Using advanced mathematics and a silicon chip covered with hundreds of thousands of mirrors the size of a single bacterium, the scientists at Rice University claim to have come up with a design that is more efficient than traditional devices.
Unlike a 1-megapixel camera that captures one million points of light for every frame, the new camera creates an image by capturing just one point of light, or pixel, several thousands of times in rapid succession.
The new mathematics comes into play in assembling the high-resolution image, equal in quality to the 1-megapixel image, from the thousands of single-pixel snapshots.
The oddest aspect of Rice's camera may be that it works best when the light from the scene under view is scattered randomly and turned into noise that looks like a television tuned to a dead channel.
"White noise is the key," said Richard Baraniuk, the Victor E. Cameron professor of Electrical and Computer Engineering at Rice University.
"Thanks to some deep new mathematics developed just a couple of years ago, we are able to get a useful coherent image out of the randomly scattered measurements."

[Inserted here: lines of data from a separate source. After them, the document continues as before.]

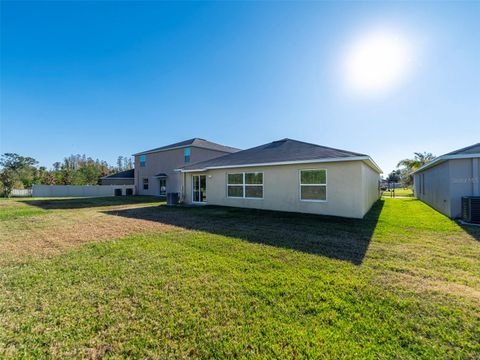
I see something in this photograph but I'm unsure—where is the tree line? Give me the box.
[0,153,133,196]
[386,152,435,187]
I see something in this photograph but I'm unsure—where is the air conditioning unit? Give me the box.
[462,196,480,224]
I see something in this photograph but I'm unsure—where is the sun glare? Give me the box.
[344,30,412,95]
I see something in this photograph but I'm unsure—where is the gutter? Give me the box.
[175,156,383,174]
[412,153,480,175]
[132,145,241,156]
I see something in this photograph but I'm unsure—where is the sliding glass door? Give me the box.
[192,175,207,203]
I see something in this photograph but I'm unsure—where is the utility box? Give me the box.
[167,193,180,206]
[462,196,480,224]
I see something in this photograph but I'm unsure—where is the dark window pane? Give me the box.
[228,186,243,197]
[245,173,263,184]
[228,174,243,184]
[300,170,327,184]
[301,185,327,200]
[245,186,263,198]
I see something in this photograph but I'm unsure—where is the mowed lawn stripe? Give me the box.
[0,199,480,358]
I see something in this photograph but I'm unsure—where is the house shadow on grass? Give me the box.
[102,200,384,265]
[460,224,480,241]
[20,196,162,210]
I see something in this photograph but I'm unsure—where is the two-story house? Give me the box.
[133,138,239,196]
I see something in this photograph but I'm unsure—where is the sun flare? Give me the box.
[344,30,412,95]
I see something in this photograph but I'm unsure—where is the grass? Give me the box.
[383,188,413,197]
[0,197,480,358]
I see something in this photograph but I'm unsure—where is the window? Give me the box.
[227,172,263,199]
[300,170,327,201]
[159,179,167,196]
[183,148,190,163]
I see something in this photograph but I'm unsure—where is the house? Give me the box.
[133,138,239,196]
[179,139,382,218]
[413,143,480,218]
[100,169,135,185]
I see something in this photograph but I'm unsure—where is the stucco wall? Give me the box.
[362,163,380,214]
[414,161,451,216]
[414,158,480,218]
[448,158,480,218]
[135,146,232,196]
[185,161,378,218]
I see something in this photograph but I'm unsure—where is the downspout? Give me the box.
[472,158,480,196]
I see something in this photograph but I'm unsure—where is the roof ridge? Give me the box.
[439,142,480,157]
[278,138,366,155]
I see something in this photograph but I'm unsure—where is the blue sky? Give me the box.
[0,1,480,173]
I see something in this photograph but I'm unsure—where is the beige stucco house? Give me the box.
[179,139,381,218]
[133,138,239,196]
[414,143,480,218]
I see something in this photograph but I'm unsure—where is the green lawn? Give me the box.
[383,188,413,197]
[0,197,480,358]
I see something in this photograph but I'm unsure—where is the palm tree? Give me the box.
[397,152,435,172]
[397,152,435,186]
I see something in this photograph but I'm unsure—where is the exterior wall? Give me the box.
[184,161,379,218]
[135,146,232,196]
[32,185,135,197]
[448,157,480,218]
[414,161,451,217]
[101,178,135,185]
[362,163,380,214]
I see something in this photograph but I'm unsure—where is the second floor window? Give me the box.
[183,148,190,163]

Baraniuk's collaborator Kevin Kelly, assistant professor of electrical and computer engineering, built a working prototype using a digital micro-mirror device and a single photodiode, which turns light into electrical signals.
Today's typical retail digital camera has millions of photodiodes, or megapixels, on a single chip.
The research will be presented on 11 October at the Optical Society of America's 90th annual meeting, Frontiers in Optics 2006, in Rochester, New York.